OTTAWA (Reuters) - Consumer spending in Canada showed no sign of slowing in January as retail sales posted a third straight month of big gains thanks to a cut in the sales tax and an appetite for new passenger cars.
Statistics Canada reported a 1.5 percent jump in January retail sales on Tuesday, beating analysts’ expectations of a 1.2 percent increase and following a revised 0.8 percent gain in December.
“Domestic demand remains strong in Canada, and there’s no sign yet of any serious cracks --- certainly no sign in this report,” said Doug Porter, deputy chief economist at BMO Capital Markets, in an email note to clients.

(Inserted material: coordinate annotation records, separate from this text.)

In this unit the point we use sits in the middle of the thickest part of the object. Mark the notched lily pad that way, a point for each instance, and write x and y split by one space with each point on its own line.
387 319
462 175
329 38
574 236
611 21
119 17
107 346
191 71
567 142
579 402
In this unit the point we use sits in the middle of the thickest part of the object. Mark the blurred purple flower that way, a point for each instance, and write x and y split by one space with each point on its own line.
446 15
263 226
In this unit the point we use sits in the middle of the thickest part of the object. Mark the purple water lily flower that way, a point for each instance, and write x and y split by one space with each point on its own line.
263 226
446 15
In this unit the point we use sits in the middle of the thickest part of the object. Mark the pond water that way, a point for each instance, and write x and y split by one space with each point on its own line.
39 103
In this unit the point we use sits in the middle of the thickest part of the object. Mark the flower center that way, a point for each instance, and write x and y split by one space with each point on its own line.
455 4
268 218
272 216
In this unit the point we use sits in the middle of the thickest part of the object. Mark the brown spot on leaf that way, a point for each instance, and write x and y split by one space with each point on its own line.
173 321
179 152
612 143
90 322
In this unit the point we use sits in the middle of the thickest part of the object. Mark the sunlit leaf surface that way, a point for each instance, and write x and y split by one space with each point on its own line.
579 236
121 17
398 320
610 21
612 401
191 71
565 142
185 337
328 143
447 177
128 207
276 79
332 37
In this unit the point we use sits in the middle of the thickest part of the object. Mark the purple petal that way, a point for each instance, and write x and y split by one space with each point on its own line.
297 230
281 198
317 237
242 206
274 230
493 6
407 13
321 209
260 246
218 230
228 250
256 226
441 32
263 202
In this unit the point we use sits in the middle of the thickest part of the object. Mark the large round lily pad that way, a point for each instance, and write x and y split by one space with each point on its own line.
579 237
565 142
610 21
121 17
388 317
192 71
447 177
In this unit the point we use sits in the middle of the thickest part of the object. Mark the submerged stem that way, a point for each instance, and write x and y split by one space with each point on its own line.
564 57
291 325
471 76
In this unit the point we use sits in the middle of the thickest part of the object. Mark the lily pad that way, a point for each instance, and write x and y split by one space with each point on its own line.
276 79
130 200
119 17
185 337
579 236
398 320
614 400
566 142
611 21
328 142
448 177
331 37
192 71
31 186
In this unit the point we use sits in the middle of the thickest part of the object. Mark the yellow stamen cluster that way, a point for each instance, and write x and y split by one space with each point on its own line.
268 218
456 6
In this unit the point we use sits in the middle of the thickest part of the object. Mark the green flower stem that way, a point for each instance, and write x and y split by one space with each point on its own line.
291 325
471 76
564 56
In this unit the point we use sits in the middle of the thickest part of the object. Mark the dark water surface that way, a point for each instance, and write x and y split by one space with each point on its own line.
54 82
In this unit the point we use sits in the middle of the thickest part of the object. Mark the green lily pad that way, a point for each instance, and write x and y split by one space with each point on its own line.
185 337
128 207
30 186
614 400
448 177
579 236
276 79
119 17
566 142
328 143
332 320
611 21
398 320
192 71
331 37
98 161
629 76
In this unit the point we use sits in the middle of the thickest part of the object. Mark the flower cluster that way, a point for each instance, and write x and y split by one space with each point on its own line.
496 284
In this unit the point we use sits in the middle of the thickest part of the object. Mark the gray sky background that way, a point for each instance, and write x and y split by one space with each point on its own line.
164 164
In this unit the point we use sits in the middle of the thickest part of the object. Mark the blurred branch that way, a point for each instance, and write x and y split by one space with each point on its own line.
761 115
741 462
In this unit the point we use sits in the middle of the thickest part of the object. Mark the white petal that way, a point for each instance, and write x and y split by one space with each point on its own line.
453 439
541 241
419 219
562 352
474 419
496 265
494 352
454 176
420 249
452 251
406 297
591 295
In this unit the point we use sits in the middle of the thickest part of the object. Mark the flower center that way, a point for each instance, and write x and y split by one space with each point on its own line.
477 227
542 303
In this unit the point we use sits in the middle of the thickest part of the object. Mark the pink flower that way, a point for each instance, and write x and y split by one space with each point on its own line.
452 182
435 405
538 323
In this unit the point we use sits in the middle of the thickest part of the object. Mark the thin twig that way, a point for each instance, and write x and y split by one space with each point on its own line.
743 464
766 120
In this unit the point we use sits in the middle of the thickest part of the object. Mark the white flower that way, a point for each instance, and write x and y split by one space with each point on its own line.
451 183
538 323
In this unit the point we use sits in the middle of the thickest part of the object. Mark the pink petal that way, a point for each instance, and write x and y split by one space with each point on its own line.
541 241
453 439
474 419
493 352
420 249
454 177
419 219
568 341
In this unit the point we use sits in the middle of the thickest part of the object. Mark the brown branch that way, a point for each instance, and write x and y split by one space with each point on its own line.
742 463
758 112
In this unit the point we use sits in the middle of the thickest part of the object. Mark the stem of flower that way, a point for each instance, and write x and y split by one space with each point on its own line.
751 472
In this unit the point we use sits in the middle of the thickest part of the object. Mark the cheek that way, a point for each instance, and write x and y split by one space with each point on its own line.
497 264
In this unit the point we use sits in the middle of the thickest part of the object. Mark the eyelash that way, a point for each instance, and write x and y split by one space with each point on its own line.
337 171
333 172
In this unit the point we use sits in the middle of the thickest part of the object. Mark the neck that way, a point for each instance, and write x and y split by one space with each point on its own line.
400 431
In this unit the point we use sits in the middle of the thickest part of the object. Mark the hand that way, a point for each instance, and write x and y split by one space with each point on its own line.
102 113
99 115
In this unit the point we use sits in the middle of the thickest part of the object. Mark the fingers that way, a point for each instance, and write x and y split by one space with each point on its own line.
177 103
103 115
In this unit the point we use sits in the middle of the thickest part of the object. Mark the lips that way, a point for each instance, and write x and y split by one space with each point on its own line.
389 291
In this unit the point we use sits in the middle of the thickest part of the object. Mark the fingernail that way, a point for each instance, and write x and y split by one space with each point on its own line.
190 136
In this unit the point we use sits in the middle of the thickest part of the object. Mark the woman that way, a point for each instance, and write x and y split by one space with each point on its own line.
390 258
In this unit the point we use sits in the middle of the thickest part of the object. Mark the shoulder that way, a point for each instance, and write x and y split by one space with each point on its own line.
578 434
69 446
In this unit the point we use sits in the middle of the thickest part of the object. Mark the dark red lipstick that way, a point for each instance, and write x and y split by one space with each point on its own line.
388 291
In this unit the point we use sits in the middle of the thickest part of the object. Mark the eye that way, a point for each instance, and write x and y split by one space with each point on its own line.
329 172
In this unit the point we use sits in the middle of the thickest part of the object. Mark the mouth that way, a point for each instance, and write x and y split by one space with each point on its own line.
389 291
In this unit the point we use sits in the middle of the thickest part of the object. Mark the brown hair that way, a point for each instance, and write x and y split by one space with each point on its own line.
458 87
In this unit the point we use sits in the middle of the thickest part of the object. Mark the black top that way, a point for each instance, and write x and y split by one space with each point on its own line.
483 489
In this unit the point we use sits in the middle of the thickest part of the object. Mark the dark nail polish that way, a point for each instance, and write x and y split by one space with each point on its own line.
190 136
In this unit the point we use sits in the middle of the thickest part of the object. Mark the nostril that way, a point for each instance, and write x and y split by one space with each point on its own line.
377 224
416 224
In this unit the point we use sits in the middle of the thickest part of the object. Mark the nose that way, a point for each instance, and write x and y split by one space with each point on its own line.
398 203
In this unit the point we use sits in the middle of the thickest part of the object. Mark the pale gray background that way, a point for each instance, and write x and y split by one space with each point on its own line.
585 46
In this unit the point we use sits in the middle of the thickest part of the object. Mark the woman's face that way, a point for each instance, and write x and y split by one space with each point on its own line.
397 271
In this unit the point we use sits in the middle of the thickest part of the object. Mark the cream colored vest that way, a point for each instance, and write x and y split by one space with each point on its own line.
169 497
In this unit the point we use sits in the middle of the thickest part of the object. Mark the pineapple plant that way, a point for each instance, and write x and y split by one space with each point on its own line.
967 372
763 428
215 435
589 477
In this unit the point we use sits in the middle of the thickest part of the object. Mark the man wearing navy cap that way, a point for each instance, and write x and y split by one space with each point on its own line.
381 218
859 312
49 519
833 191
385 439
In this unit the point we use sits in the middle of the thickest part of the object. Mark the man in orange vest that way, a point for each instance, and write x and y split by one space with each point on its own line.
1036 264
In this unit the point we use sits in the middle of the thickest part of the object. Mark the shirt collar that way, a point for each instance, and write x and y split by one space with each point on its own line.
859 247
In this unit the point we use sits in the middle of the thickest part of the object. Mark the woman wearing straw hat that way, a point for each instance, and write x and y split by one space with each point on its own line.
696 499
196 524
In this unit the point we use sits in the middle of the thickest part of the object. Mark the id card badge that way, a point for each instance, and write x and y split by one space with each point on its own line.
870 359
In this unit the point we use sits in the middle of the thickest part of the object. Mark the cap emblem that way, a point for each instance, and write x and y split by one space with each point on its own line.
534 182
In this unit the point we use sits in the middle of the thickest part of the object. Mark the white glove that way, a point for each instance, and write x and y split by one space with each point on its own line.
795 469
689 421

The news sparked a shortlived rally in the Canadian dollar, which rose to C$1.0140 to the U.S. dollar, or 98.62 U.S. cents, from C$1.0179, or 98.24 U.S. cents at Monday’s close. The currency later gave back the gains as investors turned their focus to the sagging U.S. economy.
Automotive sector sales rose 1.8 percent in the month as buyers took advantage of discounts, a one-percentage-point reduction in the federal sales tax and better financing, Statscan said.
Passenger car sales skyrocketed in January, up 16.2 percent compared with December, according to a separate Statscan survey.
But even excluding the auto sector, which accounts for about a third of the total, retail sales grew 1.3 percent amid strength in all sectors.
Unusually heavy snowfalls in January likely caused the 3.2 percent surge in sales by building and outdoor home supplies stores as Canadians invested in shovels, snow blowers and home repair supplies, Statscan said.
Other sectors that posted growth of more than 1 percent in January were clothing and accessory stores, furniture, home furnishings and electronics stores and general merchandise stores.
SPREE CAN‘T LAST
Still, economists were skeptical the consumer spending spree would last into February, predicting sales would slow just as they did in the United States in that month.
In fact, a disappointing 1 percent gain in the volume of retail sales in January led JP Morgan Canada to cut its first-quarter growth forecast to 0.6 percent from 0.7 percent, said Chief Economist Ted Carmichael.
Preliminary Statscan data showed new car sales decreased in February. However, the labor market and housing starts remained robust -- boosting household incomes.
“While January’s results are quite strong, February’s retail sales report will not likely follow suit and weakness will likely ensue in the months ahead,” said Karen Cordes, economist at Scotia Capital.
“As a result, this report does not change our call for a further 50-basis-point reduction in the Bank of Canada overnight rate on April 22,” she said.
The central bank has said it will cut interest rates further after reducing its key overnight rate by one percentage point since December. A slim majority of primary securities dealers surveyed by Reuters expect a half-percentage-point cut in April.